I could have sworn this was answered in a previous blog by someone else (Raymond, Eric Lippert, etc), but...

Someone sent me feedback asking:

Q> Why can't critical section objects be used across processes compared to mutexes?

Originally, I thought "Man, that's a silly question, it's obvious".

But then I realized that it's not obvious, because critical sections are different from every other external synchronization mechanism in Windows (there are some internal synchronization mechanisms that share characteristics with critical sections, but they're not public).

You see, a critical section isn't a native object type in Windows.  All the other synchronization primitives (mutexes, events, semaphores, etc) are native objects - the user mode semaphore (or mutex, or event) is an object maintained by NT's object manager.  As such, it has an ACL, a name, all the things that go with being a native object. 

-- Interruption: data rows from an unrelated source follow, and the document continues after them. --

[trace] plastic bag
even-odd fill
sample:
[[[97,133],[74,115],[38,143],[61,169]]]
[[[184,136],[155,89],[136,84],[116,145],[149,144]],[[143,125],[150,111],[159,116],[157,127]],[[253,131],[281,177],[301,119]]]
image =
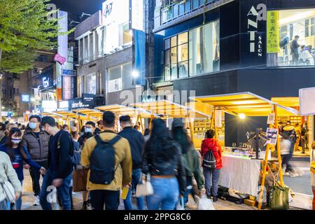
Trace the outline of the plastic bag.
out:
[[[198,203],[198,210],[216,210],[212,201],[203,195]]]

And since these synchronization primitives are maintained by the object manager, they can be shared across processes - another process can open a named handle, or you can dup the handle into another process, or you can have the process be inherited by a child process.

But critical sections are special.

You see, the flexibility that you get by being maintained by the NT object manager has a cost associated with it - every operation that's performed on the semaphore/mutex/event requires a user mode  to kernel mode transition, as does waiting on the object.

Sometimes that cost is too high - there's a need for a highly performant lock structure that can be used to protect a region of code.  That's where the critical section comes into play.

A critical section is just  a structure, it contains a whole bunch of opaque fields.  Inside the EnterCriticalSection routine is code that uses interlocked instructions to acquire the structure without entering the kernel - it's what makes the critical section so fast.

Of course, the fact that the critical section is just a structure is also why it can't be shared between processes - since it's just a chunk of memory that's in the processes address space, it's not accessible to other processes.

The clever observer now realizes that this that begs the question: What happens if I initialize a critical section in a shared memory region - after all, it's just a chunk of memory, I can share a memory region between two processes, and just initialize a critical section in the shared memory region.

This might actually work, for a while.  But the thing about critical sections is that they're more than just a spin lock.  There's also a semaphore that's acquired when the critical section has contention.  And that semaphore isn't shared between processes (actually, the semaphore isn't even "allocated" until there's contention (it's not allocated, per se)).  If that wasn't enough, there are also fields within the critical section that point to other external data structures as well - those structures won't exist in the process that didn't initialize the critical section.  There's no way of knowing what will happen if the other process enters the critical section.  If you're lucky, the process will crash.  If you're not, you might "just" corrupt memory.

This is a really long answer to a really short question, but sometimes its worth digging into it a bit.